So, funny story, but I’m the result of a holiday romance in Benidorm. It's not quite as chic as Mama Mia, but still, it’s a good two truths one lie fact to pull out at parties. I went my whole life not knowing my biological father, the man with whom I share my DNA.
When I was little, I used to tell people he was a famous bullfighter, which I bizarrely thought was the IT job in Spain?? It turns out he wasn’t performing an outdated, cruel cultural practice for a living; instead, he was a hotel singer in the same hotel I was likely conceived 36 years before.
At age 29, I made a deeply embarrassing attempt to find him. Three Benidorm memory Facebook groups later, and there it was, the page of a man who had been absent from my entire life, a man with an unrecognisable face. I sat on the information I had found for a while, hovering daily on his page and stalking his photos for anything that resembled me, but I couldn’t face sending a message. Until one day, with the help of Google Translate and my husband by my side, I pressed send on a message telling a stranger I was his long-lost daughter.
I had thought of this moment many times before. I imagined he would look just like me; we would have the same brown eyes, olive skin, and round, soft cheeks.
In my version of reality, we would hit it off immediately, and he would welcome me with open arms into his life. He would be a well-loved man with a family and a lovely, beautifully warm home; I would have the family unit I had always dreamed of, only in a much better setting and infinitely better weather. I would learn Spanish and about my heritage, and begin a new life in the sun with a bonus EU passport (thanks a lot, Brexit.)
I gave a hard sell, sharing all my achievements and accolades. On paper, I was an excellent-sounding daughter. I was the first to go to university, had success and career achievements, lived in London, had my own home, and had the financial security I had always dreamed about. But most importantly, I had a loving husband and seriously wonderful friends.
Three dots appeared as he began to type. My palms were sweaty from nerves as I stared intently at the screen. After a few broken exchanges (my very bad Spanish and his English), all my dreams, wishes, and hopes fell apart, typed word by word. Finally, I was left on read.
I was ghosted by my dad.
Instead of a Davina McCall-style long-lost family reunion, with a journey into being fluent in Spanish, I got soft-blocked on Facebook and had to download Duolingo instead.

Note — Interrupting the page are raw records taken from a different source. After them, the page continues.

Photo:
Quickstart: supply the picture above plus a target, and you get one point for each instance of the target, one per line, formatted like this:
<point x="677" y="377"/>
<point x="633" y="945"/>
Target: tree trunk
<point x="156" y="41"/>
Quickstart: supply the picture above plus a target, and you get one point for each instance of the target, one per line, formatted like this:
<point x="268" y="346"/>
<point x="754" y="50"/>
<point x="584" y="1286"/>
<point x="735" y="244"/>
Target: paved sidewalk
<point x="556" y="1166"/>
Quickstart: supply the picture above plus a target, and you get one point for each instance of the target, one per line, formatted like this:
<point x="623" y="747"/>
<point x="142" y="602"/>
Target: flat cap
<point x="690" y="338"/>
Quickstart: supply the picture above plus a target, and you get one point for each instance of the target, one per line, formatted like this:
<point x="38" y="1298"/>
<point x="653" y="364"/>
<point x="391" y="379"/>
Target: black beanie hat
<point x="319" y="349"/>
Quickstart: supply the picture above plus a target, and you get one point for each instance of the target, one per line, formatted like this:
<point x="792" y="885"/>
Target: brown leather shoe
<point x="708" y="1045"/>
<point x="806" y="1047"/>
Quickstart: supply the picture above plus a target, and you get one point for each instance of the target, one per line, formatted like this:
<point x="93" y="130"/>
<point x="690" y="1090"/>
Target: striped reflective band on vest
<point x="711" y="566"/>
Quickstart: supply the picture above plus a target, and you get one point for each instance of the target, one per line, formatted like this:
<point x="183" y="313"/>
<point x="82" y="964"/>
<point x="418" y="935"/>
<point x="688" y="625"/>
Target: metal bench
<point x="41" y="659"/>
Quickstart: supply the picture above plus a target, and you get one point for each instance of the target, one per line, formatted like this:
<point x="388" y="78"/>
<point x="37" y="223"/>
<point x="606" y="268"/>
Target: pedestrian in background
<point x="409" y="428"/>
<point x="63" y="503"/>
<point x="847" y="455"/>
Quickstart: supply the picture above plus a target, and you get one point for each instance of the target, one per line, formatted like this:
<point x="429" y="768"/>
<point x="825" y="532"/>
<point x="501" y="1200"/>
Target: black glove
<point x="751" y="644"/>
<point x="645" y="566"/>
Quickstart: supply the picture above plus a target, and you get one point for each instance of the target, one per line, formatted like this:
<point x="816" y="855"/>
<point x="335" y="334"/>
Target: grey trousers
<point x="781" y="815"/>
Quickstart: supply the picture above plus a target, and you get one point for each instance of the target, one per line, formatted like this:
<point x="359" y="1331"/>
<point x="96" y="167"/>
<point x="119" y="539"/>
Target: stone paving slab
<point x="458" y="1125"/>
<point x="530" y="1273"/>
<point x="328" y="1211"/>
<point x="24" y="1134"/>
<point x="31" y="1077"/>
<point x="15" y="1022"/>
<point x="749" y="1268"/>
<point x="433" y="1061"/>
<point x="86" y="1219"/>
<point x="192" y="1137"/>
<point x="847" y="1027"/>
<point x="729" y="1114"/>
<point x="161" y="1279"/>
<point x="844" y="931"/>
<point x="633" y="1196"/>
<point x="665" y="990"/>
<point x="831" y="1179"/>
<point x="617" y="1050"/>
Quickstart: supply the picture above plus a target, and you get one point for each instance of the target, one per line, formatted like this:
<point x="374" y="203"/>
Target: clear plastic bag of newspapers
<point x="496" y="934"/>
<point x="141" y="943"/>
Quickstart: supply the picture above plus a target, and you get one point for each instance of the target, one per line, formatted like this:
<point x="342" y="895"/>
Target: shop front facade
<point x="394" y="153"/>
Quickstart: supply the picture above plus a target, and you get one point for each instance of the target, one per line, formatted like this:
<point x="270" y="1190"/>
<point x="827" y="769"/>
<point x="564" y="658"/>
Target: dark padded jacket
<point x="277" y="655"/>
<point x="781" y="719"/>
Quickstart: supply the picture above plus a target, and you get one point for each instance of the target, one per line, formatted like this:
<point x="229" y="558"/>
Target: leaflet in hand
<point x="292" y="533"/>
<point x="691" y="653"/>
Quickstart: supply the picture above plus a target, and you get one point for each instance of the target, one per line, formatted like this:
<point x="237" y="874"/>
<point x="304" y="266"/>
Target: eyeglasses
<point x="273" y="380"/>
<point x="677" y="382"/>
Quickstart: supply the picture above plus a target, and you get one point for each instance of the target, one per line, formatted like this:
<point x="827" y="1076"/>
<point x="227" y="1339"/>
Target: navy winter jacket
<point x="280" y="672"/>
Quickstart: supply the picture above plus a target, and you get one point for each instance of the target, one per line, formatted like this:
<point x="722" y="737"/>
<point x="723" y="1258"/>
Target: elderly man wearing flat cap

Why did I put myself through something so mortifying, you ask? Truthfully, I think I was having an identity crisis. I had always struggled with myself and who I was, and was desperate to see myself in someone else.
I had spent my whole life thinking that a piece of me was missing because I didn’t know who my biological father was. I can’t lie and say it didn’t hurt to be rejected for the second time by a man who never wanted part of my life or to ever be a father to me.
Rejection is never easy to swallow, but I realised something as I ruminated on the whole thing. It’s not biology that defines a Dad; it’s much more than that.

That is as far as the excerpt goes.